As mentioned earlier, the maximality of ${\displaystyle {\mathcal {C}}}$ in ${\displaystyle \mathbb {S} }$ implies that for every ${\displaystyle i=1,\ldots ,n,}$ there exists a finite subset ${\displaystyle {\mathcal {C}}_{S_{i}}}$ of ${\displaystyle {\mathcal {C}}}$ such that${\displaystyle \left\{S_{i}\right\}\cup {\mathcal {C}}_{S_{i}}}$ forms a finite cover of ${\displaystyle X.}$ Define $${\displaystyle {\mathcal {C}}_{F}:={\mathcal {C}}_{S_{1}}\cup \cdots \cup {\mathcal {C}}_{S_{n}},}$$ which is a finite subset of ${\displaystyle {\mathcal {C}}.}$ Observe that for every ${\displaystyle i=1,\ldots ,n,}$ ${\displaystyle \left\{S_{i}\right\}\cup {\mathcal {C}}_{F}}$ is a finite cover of ${\displaystyle X}$ so let us replace every ${\displaystyle {\mathcal {C}}_{S_{i}}}$ with ${\displaystyle {\mathcal {C}}_{F}.}$

Let ${\displaystyle \cup {\mathcal {C}}_{F}}$ denote the union of all sets in ${\displaystyle {\mathcal {C}}_{F}}$ (which is an open subset of ${\displaystyle X}$) and let ${\displaystyle Z}$ denote the complement of ${\displaystyle \cup {\mathcal {C}}_{F}}$ in ${\displaystyle X.}$ Observe that for any subset ${\displaystyle A\subseteq X,}$ ${\displaystyle \{A\}\cup {\mathcal {C}}_{F}}$ covers ${\displaystyle X}$ if and only if ${\displaystyle Z\subseteq A.}$ In particular, for every ${\displaystyle i=1,\ldots ,n,}$ the fact that ${\displaystyle \left\{S_{i}\right\}\cup {\mathcal {C}}_{F}}$ covers ${\displaystyle X}$ implies that ${\displaystyle Z\subseteq S_{i}.}$ Since ${\displaystyle i}$ was arbitrary, we have ${\displaystyle Z\subseteq S_{1}\cap \cdots \cap S_{n}.}$ Recalling that ${\displaystyle S_{1}\cap \cdots \cap S_{n}\subseteq U,}$ we thus have ${\displaystyle Z\subseteq U,}$ which is equivalent to ${\displaystyle \{U\}\cup {\mathcal {C}}_{F}}$ being a cover of ${\displaystyle X.}$ Moreover, ${\displaystyle \{U\}\cup {\mathcal {C}}_{F}}$ is a finite cover of ${\displaystyle X}$ with ${\displaystyle \{U\}\cup {\mathcal {C}}_{F}\subseteq {\mathcal {C}}.}$ Thus ${\displaystyle {\mathcal {C}}}$ has a finite subcover of ${\displaystyle X,}$ which contradicts the fact that ${\displaystyle {\mathcal {C}}\in \mathbb {S} .}$ Therefore, the original assumption that ${\displaystyle X}$ is not compact must be wrong, which proves that ${\displaystyle X}$ is compact. ${\displaystyle \blacksquare }$

Although this proof makes use of Zorn's Lemma, the proof does not need the full strength of choice. Instead, it relies on the intermediate Ultrafilter principle.²

Tychonoff's theorem, which states that the product of non-empty compact spaces is compact, has a short proof using the lemma.

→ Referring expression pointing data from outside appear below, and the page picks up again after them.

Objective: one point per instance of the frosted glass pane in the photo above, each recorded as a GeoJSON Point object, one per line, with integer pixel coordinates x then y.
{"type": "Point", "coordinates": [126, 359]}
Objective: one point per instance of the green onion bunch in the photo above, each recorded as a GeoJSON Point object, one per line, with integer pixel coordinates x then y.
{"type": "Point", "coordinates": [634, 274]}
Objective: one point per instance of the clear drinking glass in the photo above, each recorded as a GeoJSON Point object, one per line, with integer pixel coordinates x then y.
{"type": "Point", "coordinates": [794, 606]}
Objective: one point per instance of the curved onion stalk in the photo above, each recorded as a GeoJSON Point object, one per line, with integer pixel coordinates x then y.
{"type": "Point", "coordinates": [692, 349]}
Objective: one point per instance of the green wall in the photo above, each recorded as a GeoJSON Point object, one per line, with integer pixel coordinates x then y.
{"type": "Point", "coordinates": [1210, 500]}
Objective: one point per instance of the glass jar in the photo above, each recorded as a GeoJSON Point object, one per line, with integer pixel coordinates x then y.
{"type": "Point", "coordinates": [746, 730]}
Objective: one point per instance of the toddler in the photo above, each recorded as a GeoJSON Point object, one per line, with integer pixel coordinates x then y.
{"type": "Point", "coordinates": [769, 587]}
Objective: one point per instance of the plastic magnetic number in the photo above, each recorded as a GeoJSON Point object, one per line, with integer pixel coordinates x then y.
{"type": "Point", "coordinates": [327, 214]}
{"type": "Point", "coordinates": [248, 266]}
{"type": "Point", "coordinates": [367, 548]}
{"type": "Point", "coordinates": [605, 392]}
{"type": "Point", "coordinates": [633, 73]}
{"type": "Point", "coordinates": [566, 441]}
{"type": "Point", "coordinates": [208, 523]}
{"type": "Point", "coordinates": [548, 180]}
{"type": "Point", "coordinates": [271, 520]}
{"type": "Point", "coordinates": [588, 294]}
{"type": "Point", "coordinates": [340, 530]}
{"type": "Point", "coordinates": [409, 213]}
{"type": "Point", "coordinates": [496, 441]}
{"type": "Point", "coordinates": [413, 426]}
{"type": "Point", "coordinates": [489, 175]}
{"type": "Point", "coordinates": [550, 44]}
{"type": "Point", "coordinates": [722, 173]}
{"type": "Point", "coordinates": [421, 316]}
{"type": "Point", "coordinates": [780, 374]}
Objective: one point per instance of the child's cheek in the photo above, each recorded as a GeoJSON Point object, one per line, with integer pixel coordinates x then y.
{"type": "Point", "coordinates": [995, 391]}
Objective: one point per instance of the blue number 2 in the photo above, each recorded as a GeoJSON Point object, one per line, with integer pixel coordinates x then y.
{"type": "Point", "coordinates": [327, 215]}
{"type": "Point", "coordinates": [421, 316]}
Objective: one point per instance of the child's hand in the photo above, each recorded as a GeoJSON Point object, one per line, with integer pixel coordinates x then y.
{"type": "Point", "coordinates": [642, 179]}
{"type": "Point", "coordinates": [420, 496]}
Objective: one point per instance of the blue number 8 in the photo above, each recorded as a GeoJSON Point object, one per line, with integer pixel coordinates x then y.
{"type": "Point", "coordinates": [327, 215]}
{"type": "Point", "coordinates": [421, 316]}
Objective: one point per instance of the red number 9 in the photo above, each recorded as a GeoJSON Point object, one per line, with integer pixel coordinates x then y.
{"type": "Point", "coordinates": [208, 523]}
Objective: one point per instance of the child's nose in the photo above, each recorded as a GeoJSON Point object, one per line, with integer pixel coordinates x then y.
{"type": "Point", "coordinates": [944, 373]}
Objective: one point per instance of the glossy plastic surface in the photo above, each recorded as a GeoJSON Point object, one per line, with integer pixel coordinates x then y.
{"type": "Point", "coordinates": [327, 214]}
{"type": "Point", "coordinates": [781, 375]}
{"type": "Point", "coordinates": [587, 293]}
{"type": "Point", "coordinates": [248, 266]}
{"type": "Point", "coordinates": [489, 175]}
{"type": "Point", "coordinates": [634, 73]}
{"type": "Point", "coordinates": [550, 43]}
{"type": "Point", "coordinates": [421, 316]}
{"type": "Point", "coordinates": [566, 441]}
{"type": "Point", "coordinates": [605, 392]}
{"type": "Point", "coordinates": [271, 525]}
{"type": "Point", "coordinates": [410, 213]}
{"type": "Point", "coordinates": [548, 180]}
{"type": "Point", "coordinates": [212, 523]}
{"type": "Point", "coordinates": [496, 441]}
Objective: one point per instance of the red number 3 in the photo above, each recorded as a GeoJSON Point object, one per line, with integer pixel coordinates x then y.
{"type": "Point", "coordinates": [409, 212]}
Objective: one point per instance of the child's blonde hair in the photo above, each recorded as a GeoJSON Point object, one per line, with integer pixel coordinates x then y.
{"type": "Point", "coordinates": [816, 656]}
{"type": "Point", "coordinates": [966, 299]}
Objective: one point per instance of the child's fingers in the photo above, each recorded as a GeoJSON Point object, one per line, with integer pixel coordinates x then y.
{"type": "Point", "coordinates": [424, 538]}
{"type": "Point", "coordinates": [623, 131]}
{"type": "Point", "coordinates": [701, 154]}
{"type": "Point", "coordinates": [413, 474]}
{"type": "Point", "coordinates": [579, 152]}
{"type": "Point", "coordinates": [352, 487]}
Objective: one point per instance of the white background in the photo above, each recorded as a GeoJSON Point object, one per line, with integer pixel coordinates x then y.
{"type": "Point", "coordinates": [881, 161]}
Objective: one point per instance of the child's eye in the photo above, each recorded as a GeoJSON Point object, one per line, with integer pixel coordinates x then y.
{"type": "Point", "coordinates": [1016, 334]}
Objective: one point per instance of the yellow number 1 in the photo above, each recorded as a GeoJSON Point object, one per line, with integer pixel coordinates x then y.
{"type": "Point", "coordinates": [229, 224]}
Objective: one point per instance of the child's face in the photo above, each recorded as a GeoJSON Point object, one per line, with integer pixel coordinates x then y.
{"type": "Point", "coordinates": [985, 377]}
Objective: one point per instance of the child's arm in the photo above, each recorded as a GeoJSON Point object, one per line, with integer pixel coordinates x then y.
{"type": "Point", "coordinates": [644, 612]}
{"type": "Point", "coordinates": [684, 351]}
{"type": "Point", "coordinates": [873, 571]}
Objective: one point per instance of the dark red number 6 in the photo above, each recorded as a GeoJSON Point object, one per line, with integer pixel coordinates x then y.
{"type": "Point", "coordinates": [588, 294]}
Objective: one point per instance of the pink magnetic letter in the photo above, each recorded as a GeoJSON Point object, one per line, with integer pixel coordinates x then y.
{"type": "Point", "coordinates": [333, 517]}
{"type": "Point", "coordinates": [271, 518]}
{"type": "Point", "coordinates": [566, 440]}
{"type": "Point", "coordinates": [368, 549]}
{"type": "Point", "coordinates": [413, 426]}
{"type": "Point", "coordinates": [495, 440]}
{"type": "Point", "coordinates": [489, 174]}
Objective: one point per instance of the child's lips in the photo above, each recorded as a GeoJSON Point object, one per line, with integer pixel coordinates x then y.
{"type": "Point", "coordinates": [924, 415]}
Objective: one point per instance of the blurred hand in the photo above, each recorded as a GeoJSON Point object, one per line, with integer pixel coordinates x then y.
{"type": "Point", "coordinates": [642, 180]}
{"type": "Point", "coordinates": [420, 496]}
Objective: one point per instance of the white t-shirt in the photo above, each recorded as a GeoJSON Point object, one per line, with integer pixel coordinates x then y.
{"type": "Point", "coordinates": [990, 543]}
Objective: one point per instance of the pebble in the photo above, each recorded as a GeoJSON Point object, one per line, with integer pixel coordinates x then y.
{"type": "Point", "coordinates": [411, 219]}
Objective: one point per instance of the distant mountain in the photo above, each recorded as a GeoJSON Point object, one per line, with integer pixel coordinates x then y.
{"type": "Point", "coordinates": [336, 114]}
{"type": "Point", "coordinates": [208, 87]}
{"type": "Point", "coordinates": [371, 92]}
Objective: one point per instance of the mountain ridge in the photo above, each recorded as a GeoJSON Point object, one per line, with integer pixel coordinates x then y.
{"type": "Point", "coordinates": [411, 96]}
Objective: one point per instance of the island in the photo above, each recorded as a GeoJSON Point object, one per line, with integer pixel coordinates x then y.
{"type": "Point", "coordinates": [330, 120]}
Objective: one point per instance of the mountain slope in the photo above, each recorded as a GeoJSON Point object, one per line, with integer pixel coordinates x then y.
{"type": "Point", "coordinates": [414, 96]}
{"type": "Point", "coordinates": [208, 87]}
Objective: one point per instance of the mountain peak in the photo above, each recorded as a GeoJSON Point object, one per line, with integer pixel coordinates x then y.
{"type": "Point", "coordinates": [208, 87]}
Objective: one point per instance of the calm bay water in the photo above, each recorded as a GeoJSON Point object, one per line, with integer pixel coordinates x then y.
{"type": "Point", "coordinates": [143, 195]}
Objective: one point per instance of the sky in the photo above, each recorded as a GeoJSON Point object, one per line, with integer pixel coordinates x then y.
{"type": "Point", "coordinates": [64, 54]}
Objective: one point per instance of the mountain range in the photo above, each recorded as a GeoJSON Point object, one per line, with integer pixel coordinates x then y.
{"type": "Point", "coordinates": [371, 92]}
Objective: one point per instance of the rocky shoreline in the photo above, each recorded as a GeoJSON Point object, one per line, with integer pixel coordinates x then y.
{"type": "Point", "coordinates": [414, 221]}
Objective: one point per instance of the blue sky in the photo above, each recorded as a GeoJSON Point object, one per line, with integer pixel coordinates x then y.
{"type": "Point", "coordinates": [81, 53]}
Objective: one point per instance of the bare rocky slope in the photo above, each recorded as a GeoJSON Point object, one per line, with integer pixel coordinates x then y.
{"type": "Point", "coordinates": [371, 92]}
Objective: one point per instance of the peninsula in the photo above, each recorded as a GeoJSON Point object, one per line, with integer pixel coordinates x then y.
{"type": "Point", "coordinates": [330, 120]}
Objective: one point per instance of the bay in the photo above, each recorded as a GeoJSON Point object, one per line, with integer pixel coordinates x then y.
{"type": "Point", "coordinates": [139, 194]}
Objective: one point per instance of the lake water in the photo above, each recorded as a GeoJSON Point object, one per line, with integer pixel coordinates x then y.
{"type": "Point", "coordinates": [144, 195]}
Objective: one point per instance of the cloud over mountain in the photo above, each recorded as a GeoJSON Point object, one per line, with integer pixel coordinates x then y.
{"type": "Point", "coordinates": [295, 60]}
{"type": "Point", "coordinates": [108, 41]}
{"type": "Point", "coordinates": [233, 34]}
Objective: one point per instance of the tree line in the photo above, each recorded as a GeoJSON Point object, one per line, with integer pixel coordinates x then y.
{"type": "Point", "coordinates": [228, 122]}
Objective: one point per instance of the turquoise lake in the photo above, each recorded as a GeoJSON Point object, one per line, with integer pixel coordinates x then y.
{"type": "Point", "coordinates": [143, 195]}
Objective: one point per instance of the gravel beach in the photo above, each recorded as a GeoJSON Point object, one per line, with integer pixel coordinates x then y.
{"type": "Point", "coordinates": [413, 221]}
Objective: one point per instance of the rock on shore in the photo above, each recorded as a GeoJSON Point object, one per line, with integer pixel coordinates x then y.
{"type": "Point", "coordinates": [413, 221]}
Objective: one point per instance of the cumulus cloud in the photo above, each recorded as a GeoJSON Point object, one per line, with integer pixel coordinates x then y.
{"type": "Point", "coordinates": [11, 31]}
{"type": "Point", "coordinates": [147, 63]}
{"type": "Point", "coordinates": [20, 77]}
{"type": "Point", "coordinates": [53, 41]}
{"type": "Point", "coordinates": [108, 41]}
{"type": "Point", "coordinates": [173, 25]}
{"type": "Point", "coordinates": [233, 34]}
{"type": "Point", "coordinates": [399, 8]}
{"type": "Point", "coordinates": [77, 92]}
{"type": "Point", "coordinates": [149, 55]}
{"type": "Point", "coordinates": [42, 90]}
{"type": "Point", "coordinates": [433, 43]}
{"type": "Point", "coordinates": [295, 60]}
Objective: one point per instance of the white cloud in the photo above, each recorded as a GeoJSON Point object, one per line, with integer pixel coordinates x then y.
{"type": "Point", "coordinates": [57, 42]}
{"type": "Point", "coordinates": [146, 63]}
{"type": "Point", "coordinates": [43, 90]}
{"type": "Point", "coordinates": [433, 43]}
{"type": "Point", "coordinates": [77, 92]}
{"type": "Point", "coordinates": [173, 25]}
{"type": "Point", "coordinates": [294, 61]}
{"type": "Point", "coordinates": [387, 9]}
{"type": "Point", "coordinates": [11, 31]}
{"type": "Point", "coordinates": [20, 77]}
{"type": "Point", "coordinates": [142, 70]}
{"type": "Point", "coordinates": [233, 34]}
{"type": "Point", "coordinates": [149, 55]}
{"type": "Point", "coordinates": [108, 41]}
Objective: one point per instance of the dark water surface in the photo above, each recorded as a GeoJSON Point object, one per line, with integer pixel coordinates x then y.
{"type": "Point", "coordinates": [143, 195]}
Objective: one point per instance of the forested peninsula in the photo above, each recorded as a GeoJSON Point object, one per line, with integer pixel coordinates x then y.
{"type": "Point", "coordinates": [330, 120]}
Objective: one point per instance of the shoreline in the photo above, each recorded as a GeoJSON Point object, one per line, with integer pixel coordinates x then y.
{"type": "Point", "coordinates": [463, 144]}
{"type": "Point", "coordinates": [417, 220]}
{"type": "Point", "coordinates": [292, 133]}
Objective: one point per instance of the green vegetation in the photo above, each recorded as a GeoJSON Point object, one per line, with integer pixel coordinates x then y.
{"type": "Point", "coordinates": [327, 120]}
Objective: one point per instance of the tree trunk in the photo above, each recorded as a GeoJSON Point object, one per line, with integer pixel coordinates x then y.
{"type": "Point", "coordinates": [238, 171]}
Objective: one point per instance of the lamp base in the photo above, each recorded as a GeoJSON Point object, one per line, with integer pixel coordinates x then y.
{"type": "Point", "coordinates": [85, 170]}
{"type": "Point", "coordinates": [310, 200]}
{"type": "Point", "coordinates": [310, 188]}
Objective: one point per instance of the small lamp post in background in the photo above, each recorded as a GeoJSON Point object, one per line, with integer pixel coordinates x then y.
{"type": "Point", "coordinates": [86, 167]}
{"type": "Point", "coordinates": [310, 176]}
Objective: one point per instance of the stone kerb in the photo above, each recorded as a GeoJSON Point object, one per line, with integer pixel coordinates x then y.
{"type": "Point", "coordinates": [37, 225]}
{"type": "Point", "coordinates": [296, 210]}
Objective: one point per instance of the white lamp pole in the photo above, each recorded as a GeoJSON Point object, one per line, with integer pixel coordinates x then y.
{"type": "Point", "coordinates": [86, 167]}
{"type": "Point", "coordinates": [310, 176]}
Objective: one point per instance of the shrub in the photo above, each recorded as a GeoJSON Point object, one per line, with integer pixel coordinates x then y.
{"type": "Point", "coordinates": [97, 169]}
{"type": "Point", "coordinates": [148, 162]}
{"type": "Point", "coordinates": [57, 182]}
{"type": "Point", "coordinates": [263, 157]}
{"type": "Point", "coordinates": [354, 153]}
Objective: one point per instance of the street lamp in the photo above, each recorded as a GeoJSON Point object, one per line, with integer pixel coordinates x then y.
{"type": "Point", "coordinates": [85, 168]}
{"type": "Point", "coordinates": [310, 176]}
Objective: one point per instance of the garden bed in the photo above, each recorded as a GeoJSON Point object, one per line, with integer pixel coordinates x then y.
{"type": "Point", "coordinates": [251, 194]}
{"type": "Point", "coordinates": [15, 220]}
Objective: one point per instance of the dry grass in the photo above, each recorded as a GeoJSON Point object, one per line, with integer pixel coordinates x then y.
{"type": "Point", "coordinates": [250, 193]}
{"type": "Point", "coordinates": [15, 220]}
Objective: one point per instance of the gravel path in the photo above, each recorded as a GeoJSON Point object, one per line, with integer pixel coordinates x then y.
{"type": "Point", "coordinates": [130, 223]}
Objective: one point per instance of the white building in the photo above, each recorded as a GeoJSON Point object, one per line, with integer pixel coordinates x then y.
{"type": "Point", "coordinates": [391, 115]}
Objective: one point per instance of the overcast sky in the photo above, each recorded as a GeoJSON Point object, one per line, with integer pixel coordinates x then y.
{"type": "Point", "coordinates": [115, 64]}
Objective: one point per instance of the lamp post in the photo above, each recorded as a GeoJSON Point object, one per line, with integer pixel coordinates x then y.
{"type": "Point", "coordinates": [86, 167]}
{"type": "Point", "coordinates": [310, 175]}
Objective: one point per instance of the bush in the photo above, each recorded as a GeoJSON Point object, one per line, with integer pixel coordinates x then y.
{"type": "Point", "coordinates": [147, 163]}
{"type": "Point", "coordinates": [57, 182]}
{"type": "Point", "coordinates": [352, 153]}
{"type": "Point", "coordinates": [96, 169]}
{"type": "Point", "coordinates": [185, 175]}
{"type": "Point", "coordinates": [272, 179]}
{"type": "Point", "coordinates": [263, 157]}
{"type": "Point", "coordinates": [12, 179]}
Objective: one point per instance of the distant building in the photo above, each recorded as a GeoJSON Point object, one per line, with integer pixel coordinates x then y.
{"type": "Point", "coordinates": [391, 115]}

The product topology on ${\displaystyle \prod _{i}X_{i}}$ has, by definition, a subbase consisting of cylinder sets that are the inverse projections of an open set in one factor. Given a subbasic family ${\displaystyle C}$ of the product that does not have a finite subset which covers ${\displaystyle X}$ (we do not require ${\displaystyle C}$ is a cover of ${\displaystyle X}$), we can partition ${\displaystyle C=\cup _{i}C_{i}}$ into subfamilies that consist of exactly those cylinder sets corresponding to a given factor space. By assumption, ${\displaystyle C_{i}}$ does not have a finite cover of ${\displaystyle X}$. Being cylinder sets, this means their projections onto ${\displaystyle X_{i}}$ have no finite cover of ${\displaystyle X_{i}}$. Since each ${\displaystyle X_{i}}$ is compact, these projections do not cover ${\displaystyle X_{i}}$. Find a point ${\displaystyle x_{i}\in X_{i}}$ not contained in any of the projections of ${\displaystyle C_{i}}$ onto ${\displaystyle X_{i}}$. Repeating this for all ${\displaystyle C_{i}}$ yields a point ${\displaystyle \left(x_{i}\right)_{i}\in \prod _{i}X_{i}}$ which is not covered by ${\displaystyle C}$. ${\displaystyle \blacksquare }$

Note, that in the last step we implicitly used the axiom of choice (which is actually equivalent to Zorn's lemma) to ensure the existence of ${\displaystyle \left(x_{i}\right)_{i}.}$